サイドキック







『お前の目的は何だ』

『おま、その超悪役みてーな台詞…!』

『………、…』



私の言葉の何処にそんなポイントが含まれていたのか。

衣服を纏わず晒された腹筋を抱えるようにして笑い出すヒロヤを死んだ魚のような眼で見詰めた。

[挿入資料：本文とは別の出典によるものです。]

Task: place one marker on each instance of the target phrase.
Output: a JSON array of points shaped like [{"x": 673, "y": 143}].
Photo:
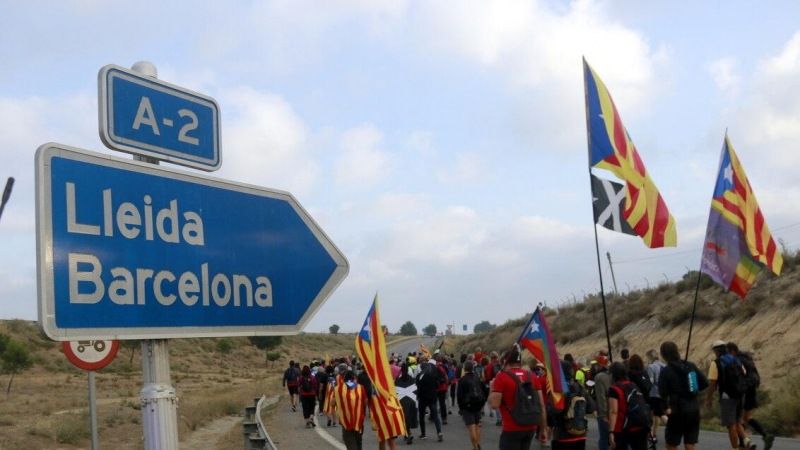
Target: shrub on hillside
[{"x": 781, "y": 414}]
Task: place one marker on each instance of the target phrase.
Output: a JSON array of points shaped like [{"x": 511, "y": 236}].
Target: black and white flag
[{"x": 608, "y": 201}]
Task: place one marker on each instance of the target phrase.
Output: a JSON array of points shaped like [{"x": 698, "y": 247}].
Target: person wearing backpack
[
  {"x": 290, "y": 381},
  {"x": 653, "y": 369},
  {"x": 570, "y": 424},
  {"x": 494, "y": 367},
  {"x": 443, "y": 379},
  {"x": 307, "y": 385},
  {"x": 726, "y": 375},
  {"x": 426, "y": 381},
  {"x": 679, "y": 385},
  {"x": 517, "y": 392},
  {"x": 628, "y": 414},
  {"x": 471, "y": 395},
  {"x": 753, "y": 381}
]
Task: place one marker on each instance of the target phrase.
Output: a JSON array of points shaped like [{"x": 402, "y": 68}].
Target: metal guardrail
[{"x": 255, "y": 435}]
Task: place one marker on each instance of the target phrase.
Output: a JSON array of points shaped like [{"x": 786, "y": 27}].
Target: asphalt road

その男の肌を伝ってポタポタと滴り落ちる雫をじっと視界に映すこと数秒。

ゆっくりと上げた視線で捉えた先にあるのは、文句無く割れた腹筋。

隠しきれない羨ましさにぎゅっと眉根を寄せていれば、「なんで睨むんだよ!」とヒロヤは愕然としていた。



別に関係無いけれど。



『――――無意味なことはしたくない。それだけだ』

『出たよ、お前の人生悟り切った感じのセリフ』

『なんか文句でもあんのか』

『あるね、大アリだね』








近付く距離にこの頃の私は少しも動じなかった。

だって、自分のするべきことを理解していたから。



仲間に頼られる存在で居なければならない。

相手が誰であっても弱味なんて晒したらいけない。











『今夜こそテメェのカラダ拝んでやる!!』








実を言うとヒロヤ相手に何度も挑まれたこの闘いに、この日も私は全力で応戦していた。